As an ambitious young artist, Jouett spent the summer of 1816 working in the Boston studio of presidential portraitist Gilbert Stuart, who is best known for his portraits of George Washington including the one that adorns the one-dollar bill. Jouett, whom Stuart affectionately called “Kentucky,” was Stuart’s favorite student and in the four months Jouett spent with him, Jouett learned how to set his palette, place the figure on the planar field, and, perhaps most importantly, size up the subject’s character.
Once he returned to Kentucky and established a studio near the Court House square in Lexington, Jouett set about painting many of the seminal figures in early Kentucky history. Drawing upon social contacts from his student days at Transylvania University, family ties, and his distinguished service in the War of 1812, Jouett soon became the portraitist of choice for legends of the Commonwealth. As such, his portraits are highly coveted among Kentucky collectors.

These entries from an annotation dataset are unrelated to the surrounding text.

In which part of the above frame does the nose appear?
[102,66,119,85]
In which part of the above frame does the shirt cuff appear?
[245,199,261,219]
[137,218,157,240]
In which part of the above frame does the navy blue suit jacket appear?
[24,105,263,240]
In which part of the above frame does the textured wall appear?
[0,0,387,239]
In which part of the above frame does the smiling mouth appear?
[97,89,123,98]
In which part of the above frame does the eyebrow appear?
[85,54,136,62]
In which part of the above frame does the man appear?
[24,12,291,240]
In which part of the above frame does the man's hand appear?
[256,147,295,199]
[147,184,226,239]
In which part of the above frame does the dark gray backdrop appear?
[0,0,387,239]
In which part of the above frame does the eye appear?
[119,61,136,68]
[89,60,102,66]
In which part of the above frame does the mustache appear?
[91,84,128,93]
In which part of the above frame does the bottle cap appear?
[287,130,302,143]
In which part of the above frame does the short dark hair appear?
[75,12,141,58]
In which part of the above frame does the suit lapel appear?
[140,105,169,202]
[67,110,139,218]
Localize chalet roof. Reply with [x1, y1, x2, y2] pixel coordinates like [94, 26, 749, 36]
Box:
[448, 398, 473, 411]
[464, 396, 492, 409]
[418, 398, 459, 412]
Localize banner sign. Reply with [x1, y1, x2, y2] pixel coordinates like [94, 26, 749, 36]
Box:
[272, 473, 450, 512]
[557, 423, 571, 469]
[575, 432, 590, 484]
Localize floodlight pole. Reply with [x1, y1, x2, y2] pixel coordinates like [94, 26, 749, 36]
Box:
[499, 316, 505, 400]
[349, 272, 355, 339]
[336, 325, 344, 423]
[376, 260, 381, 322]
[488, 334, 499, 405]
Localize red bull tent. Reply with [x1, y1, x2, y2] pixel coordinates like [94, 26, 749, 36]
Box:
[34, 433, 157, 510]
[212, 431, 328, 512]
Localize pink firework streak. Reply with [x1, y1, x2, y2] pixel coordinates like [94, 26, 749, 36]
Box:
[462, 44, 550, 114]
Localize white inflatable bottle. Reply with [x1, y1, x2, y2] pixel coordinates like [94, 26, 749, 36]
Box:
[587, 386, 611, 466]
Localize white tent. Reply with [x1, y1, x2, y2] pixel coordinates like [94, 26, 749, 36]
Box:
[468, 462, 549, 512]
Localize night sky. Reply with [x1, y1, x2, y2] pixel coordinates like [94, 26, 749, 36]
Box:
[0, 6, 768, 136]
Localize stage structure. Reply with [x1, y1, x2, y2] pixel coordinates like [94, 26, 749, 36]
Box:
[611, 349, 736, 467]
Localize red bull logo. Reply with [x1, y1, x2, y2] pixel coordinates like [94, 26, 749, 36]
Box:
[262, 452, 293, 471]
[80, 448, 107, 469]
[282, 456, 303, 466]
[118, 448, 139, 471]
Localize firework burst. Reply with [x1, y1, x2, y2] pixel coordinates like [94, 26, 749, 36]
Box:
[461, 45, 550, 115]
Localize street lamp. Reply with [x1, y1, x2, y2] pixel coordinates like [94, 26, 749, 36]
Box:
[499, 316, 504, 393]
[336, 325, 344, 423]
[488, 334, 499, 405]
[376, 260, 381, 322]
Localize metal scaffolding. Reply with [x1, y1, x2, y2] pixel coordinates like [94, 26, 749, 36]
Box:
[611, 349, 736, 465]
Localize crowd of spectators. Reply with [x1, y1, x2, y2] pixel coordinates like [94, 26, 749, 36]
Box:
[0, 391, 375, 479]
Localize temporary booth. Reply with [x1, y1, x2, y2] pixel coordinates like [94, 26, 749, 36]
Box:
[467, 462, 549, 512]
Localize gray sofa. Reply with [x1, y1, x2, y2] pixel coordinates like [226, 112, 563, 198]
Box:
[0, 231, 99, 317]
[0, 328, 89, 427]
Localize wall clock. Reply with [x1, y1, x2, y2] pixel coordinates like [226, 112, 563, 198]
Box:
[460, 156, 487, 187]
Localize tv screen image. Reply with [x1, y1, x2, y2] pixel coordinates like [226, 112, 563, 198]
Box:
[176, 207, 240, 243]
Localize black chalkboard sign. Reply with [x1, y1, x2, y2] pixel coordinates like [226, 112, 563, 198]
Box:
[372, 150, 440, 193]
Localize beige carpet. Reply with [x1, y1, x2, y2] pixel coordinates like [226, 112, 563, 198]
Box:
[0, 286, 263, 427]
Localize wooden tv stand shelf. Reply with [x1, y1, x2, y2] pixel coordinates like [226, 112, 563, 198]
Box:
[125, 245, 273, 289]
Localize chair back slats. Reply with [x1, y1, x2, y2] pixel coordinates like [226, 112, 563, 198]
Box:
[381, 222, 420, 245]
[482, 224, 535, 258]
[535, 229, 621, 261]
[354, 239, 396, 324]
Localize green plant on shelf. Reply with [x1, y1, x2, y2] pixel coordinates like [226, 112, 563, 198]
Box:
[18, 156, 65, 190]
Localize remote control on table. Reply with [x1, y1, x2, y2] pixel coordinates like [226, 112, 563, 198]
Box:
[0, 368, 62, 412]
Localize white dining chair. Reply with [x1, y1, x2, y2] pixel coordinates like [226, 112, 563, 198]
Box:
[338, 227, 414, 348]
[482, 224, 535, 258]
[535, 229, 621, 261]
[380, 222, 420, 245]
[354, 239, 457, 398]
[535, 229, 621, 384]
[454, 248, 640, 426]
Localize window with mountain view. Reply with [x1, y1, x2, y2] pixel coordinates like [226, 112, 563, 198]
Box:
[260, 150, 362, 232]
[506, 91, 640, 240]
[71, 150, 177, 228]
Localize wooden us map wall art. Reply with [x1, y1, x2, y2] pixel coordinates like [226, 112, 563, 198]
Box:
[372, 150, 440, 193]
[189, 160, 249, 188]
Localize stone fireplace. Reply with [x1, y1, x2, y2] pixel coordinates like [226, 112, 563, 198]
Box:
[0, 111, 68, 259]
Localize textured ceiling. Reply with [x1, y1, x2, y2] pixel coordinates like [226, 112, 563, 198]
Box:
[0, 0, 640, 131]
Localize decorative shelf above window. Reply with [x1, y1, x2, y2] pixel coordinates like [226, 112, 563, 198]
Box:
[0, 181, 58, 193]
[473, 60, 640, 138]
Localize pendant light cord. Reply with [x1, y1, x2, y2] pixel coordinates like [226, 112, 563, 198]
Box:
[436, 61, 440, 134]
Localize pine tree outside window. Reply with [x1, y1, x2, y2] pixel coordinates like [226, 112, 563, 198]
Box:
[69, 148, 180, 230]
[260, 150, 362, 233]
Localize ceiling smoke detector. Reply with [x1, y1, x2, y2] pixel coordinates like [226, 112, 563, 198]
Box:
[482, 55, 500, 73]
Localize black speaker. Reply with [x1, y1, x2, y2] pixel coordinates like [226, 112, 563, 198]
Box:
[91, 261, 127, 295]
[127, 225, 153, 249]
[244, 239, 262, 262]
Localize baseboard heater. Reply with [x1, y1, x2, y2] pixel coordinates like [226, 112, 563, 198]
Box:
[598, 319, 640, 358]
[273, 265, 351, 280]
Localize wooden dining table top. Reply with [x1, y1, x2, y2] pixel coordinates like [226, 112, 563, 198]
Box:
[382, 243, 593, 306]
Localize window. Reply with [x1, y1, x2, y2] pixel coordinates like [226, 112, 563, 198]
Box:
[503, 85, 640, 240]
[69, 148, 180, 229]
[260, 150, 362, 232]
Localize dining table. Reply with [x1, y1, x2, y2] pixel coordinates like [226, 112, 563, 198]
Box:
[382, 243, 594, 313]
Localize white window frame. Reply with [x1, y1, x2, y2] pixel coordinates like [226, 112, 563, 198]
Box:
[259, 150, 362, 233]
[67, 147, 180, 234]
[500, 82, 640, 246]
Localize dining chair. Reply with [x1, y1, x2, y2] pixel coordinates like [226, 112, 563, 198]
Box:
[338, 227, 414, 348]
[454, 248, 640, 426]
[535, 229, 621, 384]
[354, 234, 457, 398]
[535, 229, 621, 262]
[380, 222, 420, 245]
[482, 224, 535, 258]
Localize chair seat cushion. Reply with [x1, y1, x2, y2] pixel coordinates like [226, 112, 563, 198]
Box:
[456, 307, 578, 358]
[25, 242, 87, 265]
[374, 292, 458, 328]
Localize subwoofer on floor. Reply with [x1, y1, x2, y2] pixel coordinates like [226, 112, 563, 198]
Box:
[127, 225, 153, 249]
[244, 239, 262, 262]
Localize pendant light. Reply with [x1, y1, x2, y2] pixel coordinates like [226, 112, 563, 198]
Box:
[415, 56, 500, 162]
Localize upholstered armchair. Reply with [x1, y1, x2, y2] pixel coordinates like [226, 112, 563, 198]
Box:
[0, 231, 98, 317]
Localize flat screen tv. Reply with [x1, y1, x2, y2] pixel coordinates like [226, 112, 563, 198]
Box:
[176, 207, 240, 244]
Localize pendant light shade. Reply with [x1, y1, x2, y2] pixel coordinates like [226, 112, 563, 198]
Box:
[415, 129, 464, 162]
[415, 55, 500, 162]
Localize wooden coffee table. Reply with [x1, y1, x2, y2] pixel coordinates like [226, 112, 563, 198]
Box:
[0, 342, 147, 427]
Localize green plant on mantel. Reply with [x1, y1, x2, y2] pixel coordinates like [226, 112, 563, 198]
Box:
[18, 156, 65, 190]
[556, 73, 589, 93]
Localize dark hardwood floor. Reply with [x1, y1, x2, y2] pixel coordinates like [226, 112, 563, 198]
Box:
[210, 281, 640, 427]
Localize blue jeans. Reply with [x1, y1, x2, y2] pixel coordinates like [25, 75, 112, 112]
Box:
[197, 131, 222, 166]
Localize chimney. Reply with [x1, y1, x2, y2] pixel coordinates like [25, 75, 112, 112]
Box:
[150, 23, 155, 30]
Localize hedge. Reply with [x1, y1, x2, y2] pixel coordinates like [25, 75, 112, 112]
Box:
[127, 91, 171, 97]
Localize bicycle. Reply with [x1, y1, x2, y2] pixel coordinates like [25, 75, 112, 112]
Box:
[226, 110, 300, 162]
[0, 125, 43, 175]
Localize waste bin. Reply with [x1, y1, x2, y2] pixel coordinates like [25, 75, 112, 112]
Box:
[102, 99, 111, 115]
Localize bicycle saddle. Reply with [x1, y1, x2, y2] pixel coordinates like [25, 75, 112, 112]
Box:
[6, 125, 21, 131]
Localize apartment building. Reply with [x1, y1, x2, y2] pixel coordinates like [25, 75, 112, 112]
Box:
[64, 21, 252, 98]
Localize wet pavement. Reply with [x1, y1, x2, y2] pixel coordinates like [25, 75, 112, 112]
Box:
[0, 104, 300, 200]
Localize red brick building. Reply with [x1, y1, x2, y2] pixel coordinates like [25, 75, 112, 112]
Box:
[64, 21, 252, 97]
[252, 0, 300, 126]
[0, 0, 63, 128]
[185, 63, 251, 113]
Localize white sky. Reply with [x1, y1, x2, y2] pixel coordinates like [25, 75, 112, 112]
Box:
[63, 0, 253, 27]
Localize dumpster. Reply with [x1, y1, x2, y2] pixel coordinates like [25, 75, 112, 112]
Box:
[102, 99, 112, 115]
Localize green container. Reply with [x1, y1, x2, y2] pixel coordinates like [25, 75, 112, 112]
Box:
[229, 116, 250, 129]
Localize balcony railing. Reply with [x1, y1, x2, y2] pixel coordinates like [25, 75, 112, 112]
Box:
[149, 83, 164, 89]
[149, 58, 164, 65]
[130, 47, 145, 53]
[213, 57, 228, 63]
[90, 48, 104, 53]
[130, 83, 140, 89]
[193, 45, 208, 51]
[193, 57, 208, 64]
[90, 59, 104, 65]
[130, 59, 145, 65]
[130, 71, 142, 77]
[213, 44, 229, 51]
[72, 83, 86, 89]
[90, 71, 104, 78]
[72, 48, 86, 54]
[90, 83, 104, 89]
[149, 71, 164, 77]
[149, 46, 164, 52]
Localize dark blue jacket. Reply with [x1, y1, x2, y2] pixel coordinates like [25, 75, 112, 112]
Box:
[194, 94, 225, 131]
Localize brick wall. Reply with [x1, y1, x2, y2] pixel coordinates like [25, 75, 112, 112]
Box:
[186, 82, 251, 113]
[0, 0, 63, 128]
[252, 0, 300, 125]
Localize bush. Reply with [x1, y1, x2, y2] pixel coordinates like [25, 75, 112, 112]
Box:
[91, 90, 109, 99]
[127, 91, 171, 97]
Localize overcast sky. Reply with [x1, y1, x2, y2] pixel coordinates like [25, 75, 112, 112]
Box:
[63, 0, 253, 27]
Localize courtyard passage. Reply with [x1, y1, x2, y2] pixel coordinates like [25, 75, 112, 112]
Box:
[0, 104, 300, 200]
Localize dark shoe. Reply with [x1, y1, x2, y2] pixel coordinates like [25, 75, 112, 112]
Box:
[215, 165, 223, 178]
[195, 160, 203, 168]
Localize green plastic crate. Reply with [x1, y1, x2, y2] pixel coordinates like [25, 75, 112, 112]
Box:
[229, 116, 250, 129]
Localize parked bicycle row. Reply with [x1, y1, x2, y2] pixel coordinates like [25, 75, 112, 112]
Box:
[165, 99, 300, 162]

Four phone bidders battled for the lot with the bidding beginning at $45,000. After a few initial exchanges, one of the bidders, understanding the value of the painting, advanced the bid to $65,000. Undeterred, two bidders continued bidding in $5,000 increments against the bidder who increased the bid until the lot was sold to a private collector from Kentucky for $112,500.
The portrait is yet another in a string of recent Kentucky-related successes for the Cincinnati auction house. In 2018, Cowan’s sold another Jouett portrait, this one of Henry Clay (1777-1852), who was a titan of Kentucky politics serving as Senator, Speaker of the House of Representative, and Secretary of State, which sold for $108,000. The year prior, Cowan’s achieved the second highest price ever for a piece of southern furniture selling the massive secretary desk and bookcase of Captain John Cowan (1748-1823), one of the 32 men who established the first British settlement in what is today Kentucky, for $498,750.
The Jouett portrait was sold in Cowan’s two-day American Furniture, Folk and Decorative Arts auction held September 22 and 23. The auction featured over 550 lots of furniture, paintings, folk art, toys, mechanical and still banks, stoneware, trade signs, advertising, and more.